On Wednesday, new Bank of Jamaica (BOJ) Governor Brian Wynter conducted his first quarterly press briefing, which was well attended.

Overall, Wynter was very bullish on the way forward for the Jamaican economy.

But he surprised the media by indicating that the Financial Sector Support Fund (FSSF) was being set up as a contingent fund that will be available to provide liquidity support to financial institutions - commercial banks, merchant banks, building societies, insurance companies and securities dealers - as a result of the potential impact of their participation in the Jamaica Debt Exchange (JDX) that most of the danger has passed already.

The financial institutions, by and large, have not, to date, faced signi-ficant margin calls from their external creditors, he said, and further that given the overall 97 per cent take-up of the JDX that in very short order Jamaica's credit rating should improve and confidence will return to the market.

He also noted that the establish-ment of the FSSF is a work-in-progress, and, given the over-whelming support of the JDX programme by the local investors, is not anticipated that the FSSF will require funding to the tune of US$950 million as has been previously reported.


The need is now anticipated at around US$800 million-US$850 million, and is really being put in place out of an abundance of caution, the governor suggested.

This position flies somewhat in the face of the impression that had been given by the International Monetary Fund (IMF) staff and the other multilaterals that the gravity of the situation is such that the dis-bursements to Jamaica are being front-loaded deliberately in order to provide needed liquidity support to financial institutions under the FSSF.

In fact, the IMF staff has pointed out that the stress tests conducted on the Jamaican financial sector indicate that the securities dealer sector is a particular source of risk because of "the structure of its assets under management, weak capital base, and external borrowing subject to margin calls".

They also pointed out that "given the relative size of the securities dealer sector and interlinkages within financial conglomerates, pressures within the securities dealer sector could spill over to the financial system more broadly."

It was in this context that the multilaterals agreed to the establish-ment of a US$950-million support fund - broken down US$450 million from the IMF, US$200 million from the World Bank and US$300 million from Inter-American Development Bank.

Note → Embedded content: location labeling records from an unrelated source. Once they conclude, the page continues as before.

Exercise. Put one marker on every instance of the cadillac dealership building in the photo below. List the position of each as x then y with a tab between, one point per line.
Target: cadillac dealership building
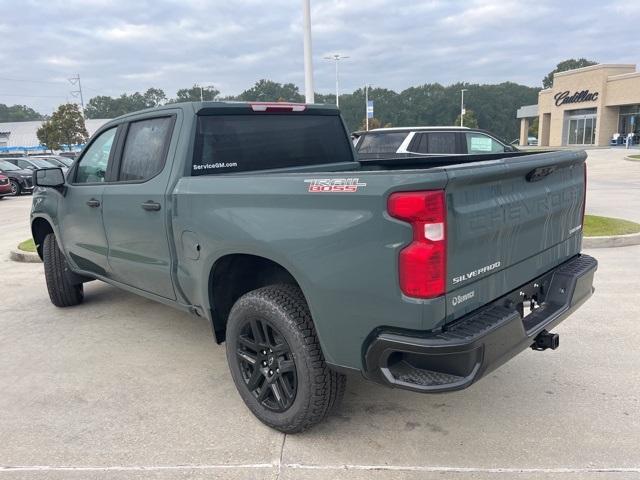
586	106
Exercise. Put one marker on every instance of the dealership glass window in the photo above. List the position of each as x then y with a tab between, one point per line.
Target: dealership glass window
581	127
629	121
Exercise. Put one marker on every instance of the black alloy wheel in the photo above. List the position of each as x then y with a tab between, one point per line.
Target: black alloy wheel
266	364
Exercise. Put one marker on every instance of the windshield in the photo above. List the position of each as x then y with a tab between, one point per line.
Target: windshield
4	165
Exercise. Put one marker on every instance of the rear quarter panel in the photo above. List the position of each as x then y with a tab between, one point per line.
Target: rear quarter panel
341	247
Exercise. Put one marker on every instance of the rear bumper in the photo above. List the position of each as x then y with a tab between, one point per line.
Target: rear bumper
483	340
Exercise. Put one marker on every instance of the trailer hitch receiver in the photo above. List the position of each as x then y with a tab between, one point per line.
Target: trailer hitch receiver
546	340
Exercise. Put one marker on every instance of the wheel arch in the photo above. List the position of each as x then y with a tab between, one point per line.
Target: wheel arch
40	228
235	274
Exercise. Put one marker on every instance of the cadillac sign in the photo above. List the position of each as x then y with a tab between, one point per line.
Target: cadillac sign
584	96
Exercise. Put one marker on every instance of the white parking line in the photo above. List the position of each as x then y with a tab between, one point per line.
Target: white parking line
127	468
298	466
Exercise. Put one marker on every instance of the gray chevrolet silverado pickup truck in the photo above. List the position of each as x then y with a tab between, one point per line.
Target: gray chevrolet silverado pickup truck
309	264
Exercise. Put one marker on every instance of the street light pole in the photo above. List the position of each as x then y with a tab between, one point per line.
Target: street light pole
366	106
308	59
337	57
462	107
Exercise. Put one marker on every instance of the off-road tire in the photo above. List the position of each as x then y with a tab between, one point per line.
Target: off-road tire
319	389
63	292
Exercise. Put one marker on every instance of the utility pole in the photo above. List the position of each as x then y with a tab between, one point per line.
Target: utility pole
75	81
308	59
366	106
337	57
462	107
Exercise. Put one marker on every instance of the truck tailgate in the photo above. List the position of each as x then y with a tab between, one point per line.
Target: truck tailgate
510	220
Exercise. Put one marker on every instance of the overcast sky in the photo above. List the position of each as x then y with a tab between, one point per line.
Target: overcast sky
129	45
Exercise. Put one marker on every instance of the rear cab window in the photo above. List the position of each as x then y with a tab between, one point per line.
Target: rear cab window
144	152
481	143
381	142
233	143
436	143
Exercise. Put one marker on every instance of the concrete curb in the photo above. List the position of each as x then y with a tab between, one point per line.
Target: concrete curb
24	257
612	241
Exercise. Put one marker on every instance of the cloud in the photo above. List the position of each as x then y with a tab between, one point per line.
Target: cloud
125	46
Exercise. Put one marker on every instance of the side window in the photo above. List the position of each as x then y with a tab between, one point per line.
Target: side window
436	143
145	149
93	164
381	142
419	144
480	143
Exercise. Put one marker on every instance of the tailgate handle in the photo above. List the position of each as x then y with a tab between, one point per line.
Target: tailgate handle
540	172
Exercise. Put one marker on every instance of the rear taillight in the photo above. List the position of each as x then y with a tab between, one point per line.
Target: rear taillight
423	263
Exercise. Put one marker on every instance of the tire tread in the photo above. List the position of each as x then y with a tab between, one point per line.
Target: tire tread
62	292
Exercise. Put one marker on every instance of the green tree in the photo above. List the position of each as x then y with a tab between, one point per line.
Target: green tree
154	97
65	127
268	91
570	64
373	123
18	113
193	94
469	119
109	107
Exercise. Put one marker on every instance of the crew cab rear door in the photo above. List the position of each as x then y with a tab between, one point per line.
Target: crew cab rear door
135	206
80	214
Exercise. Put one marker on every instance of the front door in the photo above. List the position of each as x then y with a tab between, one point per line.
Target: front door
135	209
81	225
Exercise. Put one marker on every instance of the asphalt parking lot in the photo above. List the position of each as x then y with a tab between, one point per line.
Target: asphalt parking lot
124	388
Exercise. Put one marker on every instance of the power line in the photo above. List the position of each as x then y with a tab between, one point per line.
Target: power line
30	81
31	96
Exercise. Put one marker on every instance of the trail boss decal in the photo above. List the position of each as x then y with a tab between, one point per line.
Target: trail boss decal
331	185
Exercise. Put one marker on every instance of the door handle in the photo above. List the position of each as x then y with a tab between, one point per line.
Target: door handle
151	206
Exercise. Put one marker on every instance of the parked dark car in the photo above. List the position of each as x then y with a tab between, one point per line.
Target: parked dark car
408	142
30	163
21	180
5	186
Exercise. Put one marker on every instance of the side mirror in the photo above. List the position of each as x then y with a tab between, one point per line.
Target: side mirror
48	177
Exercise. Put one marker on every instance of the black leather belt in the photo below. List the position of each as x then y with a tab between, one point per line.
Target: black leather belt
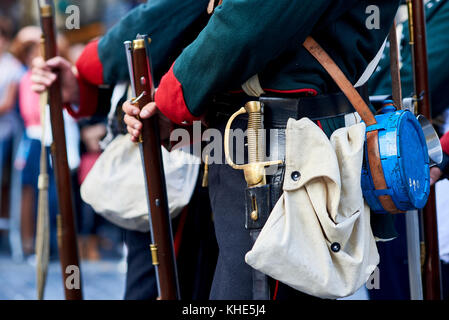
278	110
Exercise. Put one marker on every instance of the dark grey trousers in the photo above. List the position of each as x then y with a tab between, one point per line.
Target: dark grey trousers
233	277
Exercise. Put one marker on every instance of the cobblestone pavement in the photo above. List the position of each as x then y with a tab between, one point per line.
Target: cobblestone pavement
102	280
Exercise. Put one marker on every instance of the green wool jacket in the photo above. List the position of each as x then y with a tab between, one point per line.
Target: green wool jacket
196	56
437	24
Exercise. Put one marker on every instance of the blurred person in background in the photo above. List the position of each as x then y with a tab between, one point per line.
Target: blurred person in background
11	72
26	47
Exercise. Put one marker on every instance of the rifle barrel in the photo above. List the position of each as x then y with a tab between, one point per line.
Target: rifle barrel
67	244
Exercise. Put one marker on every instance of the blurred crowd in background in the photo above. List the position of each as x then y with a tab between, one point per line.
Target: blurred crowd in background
21	128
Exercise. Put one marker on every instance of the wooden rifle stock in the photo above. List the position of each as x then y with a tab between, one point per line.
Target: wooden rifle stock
162	248
67	244
431	268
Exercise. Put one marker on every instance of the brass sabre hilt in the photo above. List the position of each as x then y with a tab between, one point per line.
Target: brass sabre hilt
255	170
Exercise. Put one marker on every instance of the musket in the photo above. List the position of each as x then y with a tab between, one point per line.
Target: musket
431	266
162	248
67	244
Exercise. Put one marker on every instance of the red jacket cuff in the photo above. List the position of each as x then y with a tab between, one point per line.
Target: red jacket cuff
88	100
170	101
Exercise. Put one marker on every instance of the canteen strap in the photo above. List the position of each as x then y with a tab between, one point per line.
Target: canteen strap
365	113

Checks by the Financial Gleaner suggest that these funds have already been approved. However, the BOJ governor, in optimistic pronounce-ments, said some of these funds may not really be needed.

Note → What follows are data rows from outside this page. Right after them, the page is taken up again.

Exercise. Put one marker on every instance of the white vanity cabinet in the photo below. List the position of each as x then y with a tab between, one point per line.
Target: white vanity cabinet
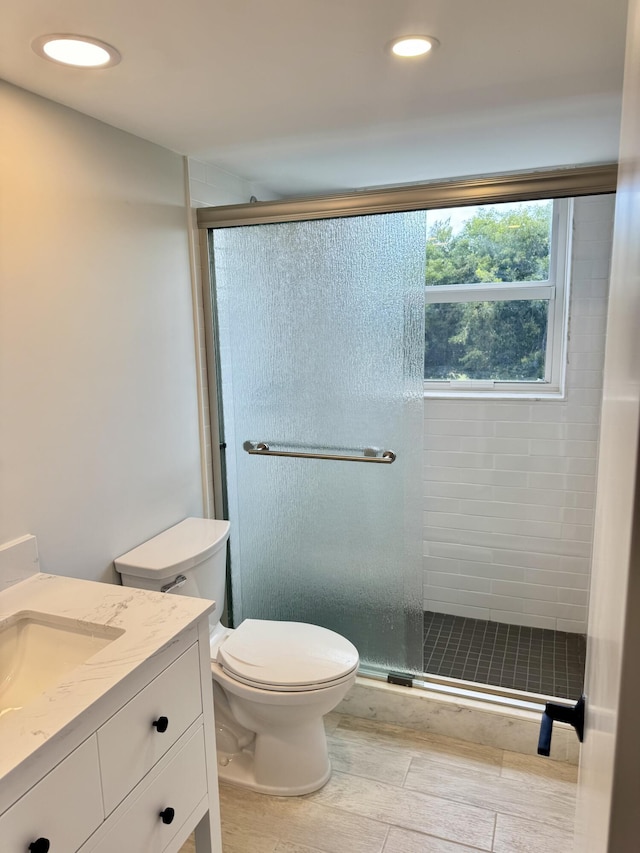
139	774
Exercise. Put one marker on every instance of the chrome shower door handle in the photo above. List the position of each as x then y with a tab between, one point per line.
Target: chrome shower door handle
261	448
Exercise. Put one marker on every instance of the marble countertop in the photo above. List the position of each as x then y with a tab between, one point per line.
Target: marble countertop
150	623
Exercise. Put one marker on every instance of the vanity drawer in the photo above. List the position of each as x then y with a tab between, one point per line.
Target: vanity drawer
65	807
135	738
180	786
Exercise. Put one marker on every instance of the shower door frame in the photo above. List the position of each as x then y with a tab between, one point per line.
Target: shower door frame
558	183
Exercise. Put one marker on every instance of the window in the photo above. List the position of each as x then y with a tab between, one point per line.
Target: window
496	296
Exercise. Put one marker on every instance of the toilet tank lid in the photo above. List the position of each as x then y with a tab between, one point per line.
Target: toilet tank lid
179	548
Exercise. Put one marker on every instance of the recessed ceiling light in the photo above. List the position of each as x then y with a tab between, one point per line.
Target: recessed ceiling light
413	45
78	51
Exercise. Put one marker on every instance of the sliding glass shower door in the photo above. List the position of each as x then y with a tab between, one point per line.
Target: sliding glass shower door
320	328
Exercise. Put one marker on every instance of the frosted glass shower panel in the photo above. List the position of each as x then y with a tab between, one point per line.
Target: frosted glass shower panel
321	347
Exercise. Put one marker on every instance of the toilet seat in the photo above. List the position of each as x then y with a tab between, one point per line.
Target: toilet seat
286	656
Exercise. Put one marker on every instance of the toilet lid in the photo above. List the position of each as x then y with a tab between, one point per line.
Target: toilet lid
286	654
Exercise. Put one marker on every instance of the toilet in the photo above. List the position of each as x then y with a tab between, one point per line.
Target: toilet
272	681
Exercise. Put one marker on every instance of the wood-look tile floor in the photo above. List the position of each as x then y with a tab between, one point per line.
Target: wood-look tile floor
394	790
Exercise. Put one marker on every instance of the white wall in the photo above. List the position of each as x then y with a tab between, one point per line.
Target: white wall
99	444
210	186
510	485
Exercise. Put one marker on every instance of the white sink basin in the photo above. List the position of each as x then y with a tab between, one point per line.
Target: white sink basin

His inflation projections are also different from the IMF's at 9.5 per cent to 11 per cent for the current fiscal year ending March 2010, while for the upcoming 2010/11 fiscal year they were 7.5 per cent to 9.5 per cent. In contrast, the IMF staff is indicating inflation for the current fiscal year of nine per cent and this will move to an average of 11.25 per cent for FY 2010-2011.


The governor also noted that in January, the BOJ purchased $13 billion of GOJ securities on offer, out of a total of $36 billion, which will mature in mid-March.

There are two other issues on the market, and the BOJ is prepared to enter the market, if necessary, to assist the Government in the short term.

Wynter refused to indicate the extent to which the central bank would be willing to intervene in the foreign-exchange market, to defend the Jamaican dollar and to maintain stability in the market. Nor was he willing to indicate the amount that would be available to the BOJ under the qualitative criterion attached to the IMF standby agreement to defend the JMD.

In the supplementary information provided by the IMF staff on February 3, to the executive board of the IMF, they noted that net intervention by the Bank of Jamaica in January was to the tune of US$50 million.

They noted that while the foreign-exchange pressure in the early part of January was largely because of uncertainties related to the upcoming JDX, "pressure in most recent days is related to a strong demand for foreign exchange by local investors for Jamaican eurobonds."

Wynter was certainly bullish on the way forward, and it will be interesting to hear his comments at his next quarterly press briefing.